Handling Fluorinated Gases as Solid Reagents Using Metal–Organic Frameworks
Phillip Milner reports on the use of MOFs in handling fluorinated gases as solid reagents.
Fluorine is an essential element in medicine, agriculture, bio-medical imaging, polymer chemistry, and beyond. However, organofluorine compounds are essentially xenobiotic – i.e. not available naturally – therefore their availability nearly exclusively relies on the capacity of organic chemists to develop suitable synthetic routes to these molecules. Substituting fluorine for ubiquitous hydrogen atoms can yield drug candidates with improved metabolic stability, bioavailability, and/or protein binding affinity. However, the extreme reactivity of fluorinating reagents complicates the installation of fluorinated functional groups.

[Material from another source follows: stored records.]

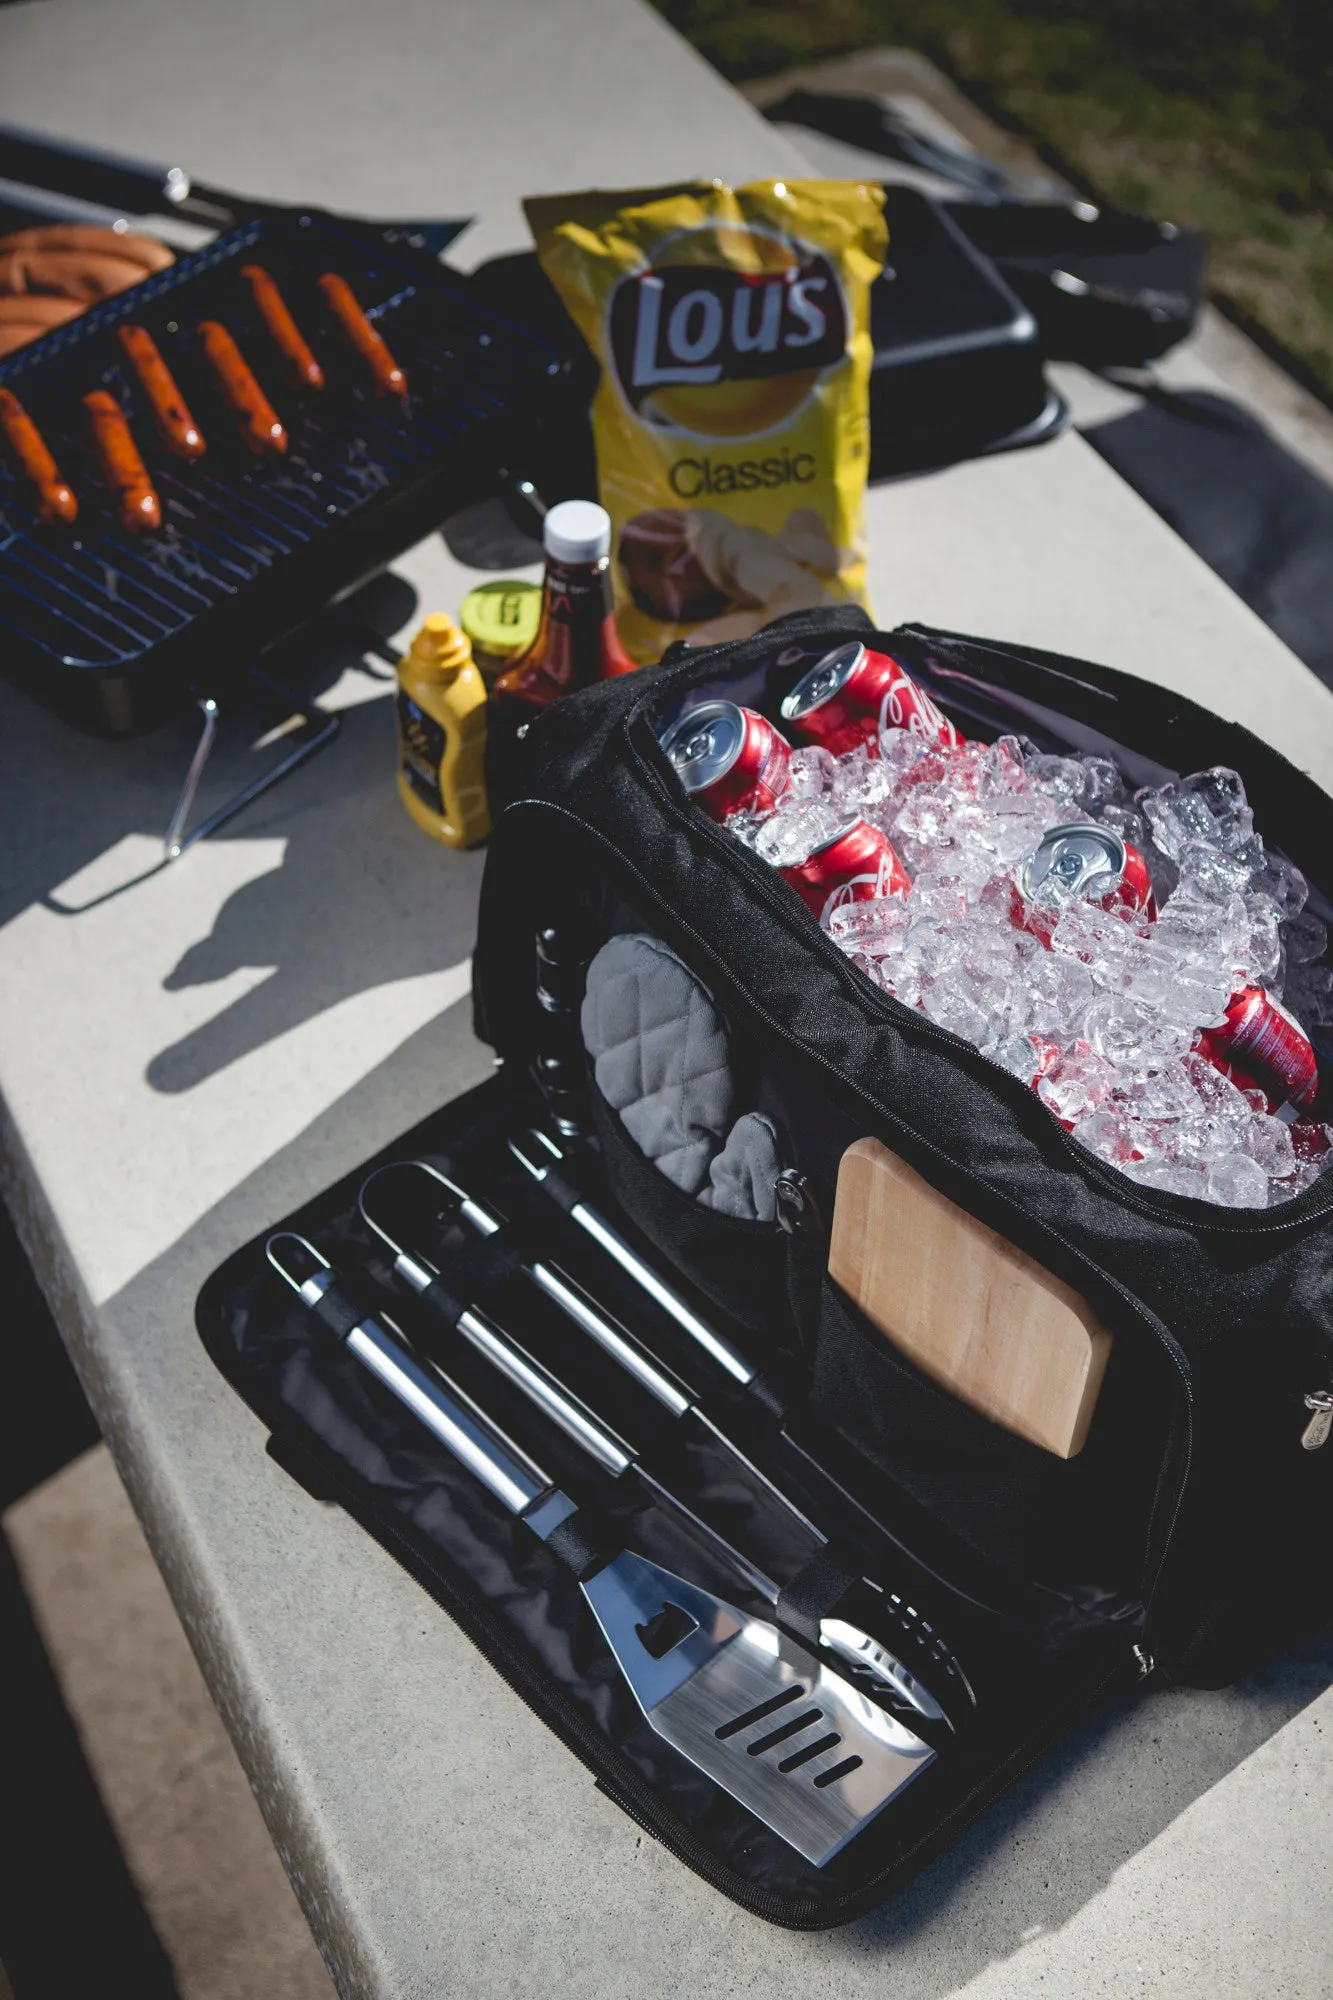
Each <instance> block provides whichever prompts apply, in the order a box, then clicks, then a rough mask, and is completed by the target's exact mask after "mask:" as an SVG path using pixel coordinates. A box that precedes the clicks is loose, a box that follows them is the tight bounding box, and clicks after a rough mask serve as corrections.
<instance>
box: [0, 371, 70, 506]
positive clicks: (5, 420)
mask: <svg viewBox="0 0 1333 2000" xmlns="http://www.w3.org/2000/svg"><path fill="white" fill-rule="evenodd" d="M0 430H4V436H6V438H8V442H10V450H12V452H14V458H16V460H18V464H20V466H22V470H24V474H26V476H28V478H30V480H32V484H34V486H36V490H38V520H44V522H48V524H54V522H66V524H68V522H72V520H76V516H78V500H76V498H74V494H72V490H70V488H68V486H66V484H64V480H62V478H60V466H58V464H56V460H54V458H52V456H50V450H48V448H46V438H44V436H42V432H40V430H38V428H36V424H34V422H32V418H30V416H28V412H26V410H24V406H22V402H20V400H18V396H16V394H14V392H12V390H8V388H0Z"/></svg>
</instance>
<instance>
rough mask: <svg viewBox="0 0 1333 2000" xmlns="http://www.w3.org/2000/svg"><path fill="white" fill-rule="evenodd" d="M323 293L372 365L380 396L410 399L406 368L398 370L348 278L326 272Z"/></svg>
mask: <svg viewBox="0 0 1333 2000" xmlns="http://www.w3.org/2000/svg"><path fill="white" fill-rule="evenodd" d="M320 292H322V294H324V298H326V300H328V304H330V306H332V310H334V316H336V320H338V324H340V326H342V332H344V334H346V336H348V340H350V342H352V346H354V348H356V352H358V354H360V356H362V360H364V362H366V364H368V366H370V374H372V376H374V386H376V390H378V394H380V396H406V376H404V374H402V368H398V362H396V360H394V358H392V354H390V352H388V348H386V346H384V342H382V340H380V336H378V334H376V330H374V326H370V320H368V318H366V316H364V312H362V310H360V306H358V304H356V294H354V292H352V288H350V284H348V282H346V278H340V276H338V274H336V272H334V270H326V272H324V276H322V278H320Z"/></svg>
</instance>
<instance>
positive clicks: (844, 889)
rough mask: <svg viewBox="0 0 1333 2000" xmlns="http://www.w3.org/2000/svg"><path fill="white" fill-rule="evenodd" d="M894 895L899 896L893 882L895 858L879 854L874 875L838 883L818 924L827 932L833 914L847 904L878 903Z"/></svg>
mask: <svg viewBox="0 0 1333 2000" xmlns="http://www.w3.org/2000/svg"><path fill="white" fill-rule="evenodd" d="M895 894H899V884H897V882H895V858H893V854H881V856H879V866H877V868H875V874H865V876H849V878H847V882H839V886H837V888H835V890H833V894H831V896H829V900H827V904H825V908H823V910H821V914H819V922H821V924H823V928H825V930H827V928H829V918H831V916H833V912H835V910H843V908H845V906H847V904H849V902H879V900H881V898H883V896H895Z"/></svg>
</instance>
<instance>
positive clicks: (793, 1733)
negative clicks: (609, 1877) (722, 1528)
mask: <svg viewBox="0 0 1333 2000" xmlns="http://www.w3.org/2000/svg"><path fill="white" fill-rule="evenodd" d="M268 1262H270V1264H272V1268H274V1270H276V1272H278V1274H280V1276H282V1278H284V1280H286V1284H288V1286H290V1288H292V1290H294V1292H296V1296H298V1298H300V1300H302V1304H304V1306H308V1308H310V1312H312V1314H314V1316H316V1318H318V1320H320V1322H322V1326H324V1328H326V1330H328V1332H330V1334H334V1336H336V1338H338V1340H340V1342H342V1344H344V1348H346V1350H348V1352H350V1354H352V1356H354V1358H356V1360H358V1362H360V1364H362V1368H366V1370H368V1372H370V1374H374V1376H376V1378H378V1380H380V1382H382V1384H384V1388H388V1390H390V1392H392V1394H394V1396H396V1398H398V1402H400V1404H402V1406H404V1408H406V1410H410V1412H412V1416H414V1418H416V1420H418V1422H420V1424H424V1428H426V1430H430V1434H432V1436H434V1438H438V1442H440V1444H442V1446H444V1448H446V1450H448V1452H450V1454H452V1456H454V1458H456V1460H458V1464H462V1466H466V1468H468V1472H472V1474H474V1476H476V1478H478V1480H480V1482H482V1486H484V1488H486V1490H488V1492H490V1494H492V1496H494V1498H496V1500H498V1502H500V1504H502V1506H504V1508H508V1512H510V1514H516V1516H518V1518H520V1520H522V1522H524V1526H526V1528H530V1532H532V1534H534V1536H536V1538H538V1540H540V1542H546V1546H548V1548H550V1550H552V1552H554V1554H556V1556H558V1558H560V1560H562V1562H564V1564H566V1566H568V1568H570V1570H572V1574H574V1576H576V1578H578V1588H580V1590H582V1594H584V1598H586V1602H588V1606H590V1610H592V1616H594V1618H596V1622H598V1626H600V1630H602V1636H604V1640H606V1644H608V1646H610V1652H612V1654H614V1658H616V1664H618V1666H620V1672H622V1674H624V1678H626V1682H628V1686H630V1692H632V1696H634V1700H636V1702H638V1708H640V1710H642V1714H644V1718H646V1722H648V1724H650V1728H652V1730H654V1732H656V1734H658V1736H660V1738H662V1740H664V1742H669V1744H671V1746H673V1748H675V1750H679V1752H681V1756H685V1758H689V1762H691V1764H695V1766H697V1768H699V1770H703V1772H705V1774H707V1776H709V1778H713V1780H715V1784H719V1786H721V1788H723V1790H725V1792H729V1794H731V1798H735V1800H739V1802H741V1804H743V1806H747V1808H749V1810H751V1812H753V1814H755V1818H759V1820H763V1824H765V1826H769V1828H771V1830H773V1832H775V1834H779V1838H781V1840H785V1842H787V1844H789V1846H793V1848H795V1850H797V1852H799V1854H803V1856H805V1858H807V1860H809V1862H813V1864H815V1866H817V1868H823V1866H825V1864H827V1862H829V1860H833V1856H835V1854H837V1852H839V1850H841V1848H845V1846H847V1842H849V1840H853V1838H855V1836H857V1834H859V1832H861V1830H863V1828H865V1826H869V1824H871V1820H873V1818H875V1816H877V1814H879V1812H883V1808H885V1806H887V1804H889V1800H891V1798H895V1796H897V1794H899V1792H901V1790H903V1786H907V1784H911V1780H913V1778H915V1776H917V1774H919V1772H921V1770H925V1768H927V1766H929V1764H931V1762H933V1760H935V1752H933V1750H931V1746H929V1744H925V1742H921V1738H919V1736H915V1734H913V1730H909V1728H907V1726H905V1724H903V1722H899V1720H897V1716H891V1714H887V1712H885V1710H883V1708H879V1706H877V1704H875V1702H873V1700H869V1698H867V1696H865V1694H861V1692H859V1690H857V1688H853V1686H851V1684H849V1682H847V1680H845V1678H843V1676H841V1674H837V1672H835V1670H833V1668H831V1666H827V1664H825V1662H823V1660H817V1658H815V1656H813V1654H811V1652H807V1650H805V1648H803V1646H799V1644H797V1642H793V1640H791V1638H787V1634H781V1632H779V1630H777V1626H773V1624H767V1622H765V1620H763V1618H753V1616H751V1614H749V1612H743V1610H739V1608H737V1606H735V1604H727V1600H725V1598H719V1596H713V1592H709V1590H703V1588H701V1586H699V1584H691V1582H687V1580H685V1578H683V1576H673V1574H671V1570H662V1568H658V1564H654V1562H648V1560H646V1558H644V1556H636V1554H634V1552H632V1550H628V1548H620V1550H616V1552H610V1554H608V1552H606V1548H604V1544H602V1542H600V1530H598V1528H596V1526H594V1524H592V1522H590V1520H588V1516H586V1514H582V1512H580V1510H578V1508H576V1506H574V1502H572V1500H570V1498H568V1496H566V1494H562V1492H560V1490H558V1488H556V1486H552V1482H550V1480H548V1478H546V1474H544V1472H542V1470H540V1468H538V1466H536V1464H534V1462H532V1460H530V1458H528V1456H526V1454H524V1452H520V1450H518V1448H516V1446H514V1444H512V1442H510V1440H508V1438H504V1436H502V1432H500V1430H496V1426H494V1424H492V1422H490V1418H486V1414H484V1412H482V1410H480V1408H478V1406H476V1404H474V1402H472V1400H470V1398H466V1396H464V1394H462V1390H460V1388H456V1384H452V1382H450V1380H448V1378H446V1376H444V1374H440V1370H436V1368H432V1366H426V1364H422V1362H420V1360H418V1358H416V1356H414V1354H412V1350H410V1348H408V1344H406V1342H404V1340H402V1336H400V1334H398V1332H396V1330H392V1326H390V1324H388V1322H384V1320H378V1318H370V1316H366V1314H362V1312H360V1308H358V1306H356V1304H352V1302H350V1298H348V1296H346V1292H342V1288H340V1286H338V1276H336V1272H334V1270H332V1266H330V1264H328V1260H326V1258H322V1256H320V1252H318V1250H316V1248H314V1246H312V1244H308V1242H306V1240H304V1238H302V1236H294V1234H290V1232H280V1234H276V1236H272V1238H270V1240H268Z"/></svg>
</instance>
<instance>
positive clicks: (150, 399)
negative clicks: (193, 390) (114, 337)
mask: <svg viewBox="0 0 1333 2000" xmlns="http://www.w3.org/2000/svg"><path fill="white" fill-rule="evenodd" d="M120 346H122V348H124V352H126V356H128V362H130V368H132V370H134V374H136V376H138V386H140V388H142V392H144V396H146V398H148V402H150V406H152V416H154V420H156V426H158V432H160V436H162V444H166V448H168V452H174V454H176V458H202V456H204V452H206V444H204V436H202V432H200V428H198V424H196V422H194V418H192V416H190V410H188V408H186V400H184V396H182V394H180V390H178V388H176V378H174V374H172V372H170V368H168V366H166V362H164V360H162V354H160V352H158V344H156V340H154V338H152V334H150V332H146V328H142V326H122V328H120Z"/></svg>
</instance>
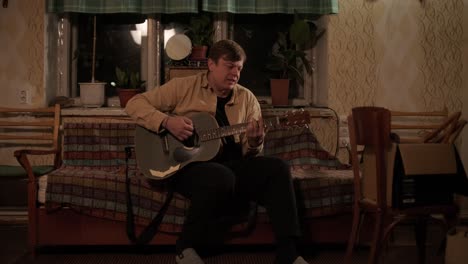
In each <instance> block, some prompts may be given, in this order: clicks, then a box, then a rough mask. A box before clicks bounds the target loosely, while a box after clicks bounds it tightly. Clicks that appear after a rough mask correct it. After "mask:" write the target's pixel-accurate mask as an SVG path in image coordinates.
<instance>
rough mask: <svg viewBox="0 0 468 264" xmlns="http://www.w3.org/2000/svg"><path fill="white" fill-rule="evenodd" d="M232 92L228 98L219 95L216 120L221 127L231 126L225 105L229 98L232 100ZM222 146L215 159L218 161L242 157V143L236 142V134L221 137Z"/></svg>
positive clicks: (226, 160) (222, 161) (228, 96)
mask: <svg viewBox="0 0 468 264" xmlns="http://www.w3.org/2000/svg"><path fill="white" fill-rule="evenodd" d="M231 97H232V92H231V94H230V95H229V96H227V97H226V98H222V97H218V100H217V103H216V115H215V118H216V121H217V122H218V125H219V126H220V127H223V126H229V125H230V124H229V121H228V119H227V116H226V111H225V108H224V107H225V106H226V104H227V102H229V100H231ZM221 142H222V144H223V145H222V147H221V150H220V153H219V154H218V155H217V156H216V158H215V159H214V160H215V161H218V162H224V161H228V160H237V159H240V158H242V145H241V144H236V143H235V141H234V136H228V137H225V138H222V139H221Z"/></svg>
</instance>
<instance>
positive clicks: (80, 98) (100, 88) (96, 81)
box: [80, 16, 106, 107]
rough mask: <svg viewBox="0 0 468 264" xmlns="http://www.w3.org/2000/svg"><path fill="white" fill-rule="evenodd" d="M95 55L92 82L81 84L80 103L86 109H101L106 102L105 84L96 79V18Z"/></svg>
mask: <svg viewBox="0 0 468 264" xmlns="http://www.w3.org/2000/svg"><path fill="white" fill-rule="evenodd" d="M93 26H94V30H93V53H92V63H91V82H81V83H80V101H81V104H82V105H83V106H84V107H101V106H102V105H103V104H104V101H105V88H106V83H105V82H97V81H95V79H94V72H95V67H96V16H94V21H93Z"/></svg>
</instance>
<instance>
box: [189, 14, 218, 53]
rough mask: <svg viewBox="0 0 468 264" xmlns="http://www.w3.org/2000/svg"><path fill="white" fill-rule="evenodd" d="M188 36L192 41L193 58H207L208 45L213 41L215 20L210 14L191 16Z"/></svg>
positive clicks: (191, 40)
mask: <svg viewBox="0 0 468 264" xmlns="http://www.w3.org/2000/svg"><path fill="white" fill-rule="evenodd" d="M187 36H188V37H189V38H190V40H191V41H192V53H191V54H190V57H189V58H190V59H191V60H205V59H206V54H207V51H208V47H209V46H211V44H212V43H213V22H212V20H211V18H210V16H209V15H208V14H202V15H200V16H193V17H191V18H190V26H189V28H188V30H187Z"/></svg>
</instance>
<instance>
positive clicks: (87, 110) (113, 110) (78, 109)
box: [62, 105, 334, 117]
mask: <svg viewBox="0 0 468 264" xmlns="http://www.w3.org/2000/svg"><path fill="white" fill-rule="evenodd" d="M300 108H303V109H307V110H308V111H310V112H311V115H312V116H313V117H331V116H334V113H333V111H332V110H330V109H328V108H320V107H313V106H306V107H298V106H294V105H290V106H282V107H273V106H271V105H262V110H263V111H264V112H270V113H276V112H278V113H279V112H283V111H289V110H291V109H294V110H298V109H300ZM62 116H66V117H69V116H100V117H102V116H110V117H112V116H114V117H128V115H127V113H126V112H125V111H124V109H123V108H121V107H95V108H87V107H70V108H62Z"/></svg>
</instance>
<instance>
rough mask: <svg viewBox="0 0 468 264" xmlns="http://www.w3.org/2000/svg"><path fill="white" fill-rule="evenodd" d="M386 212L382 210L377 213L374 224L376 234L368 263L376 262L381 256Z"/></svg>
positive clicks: (369, 257) (375, 217)
mask: <svg viewBox="0 0 468 264" xmlns="http://www.w3.org/2000/svg"><path fill="white" fill-rule="evenodd" d="M383 221H384V214H383V212H382V211H378V212H377V213H376V214H375V225H374V235H373V239H372V246H371V251H370V254H369V260H368V262H367V263H369V264H375V263H377V261H378V257H379V256H380V249H381V248H382V245H380V243H381V241H382V233H383V224H384V222H383Z"/></svg>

Compared to solids and liquids, gases are much more difficult to use in the laboratory, making highthroughput reaction discovery with gaseous reagents laborious and hazardous. “When working with gaseous reagents, most synthetic chemists rely on either complicated reaction setups or generation of the gas indirectly,” said Professor Phillip J. Milner from Cornell University (Ithaca, USA). His group hypothesized that fluorinated gases could be reversibly bound within MOFs via selective noncovalent interactions, allowing for their handling as stable solid reagents in the laboratory.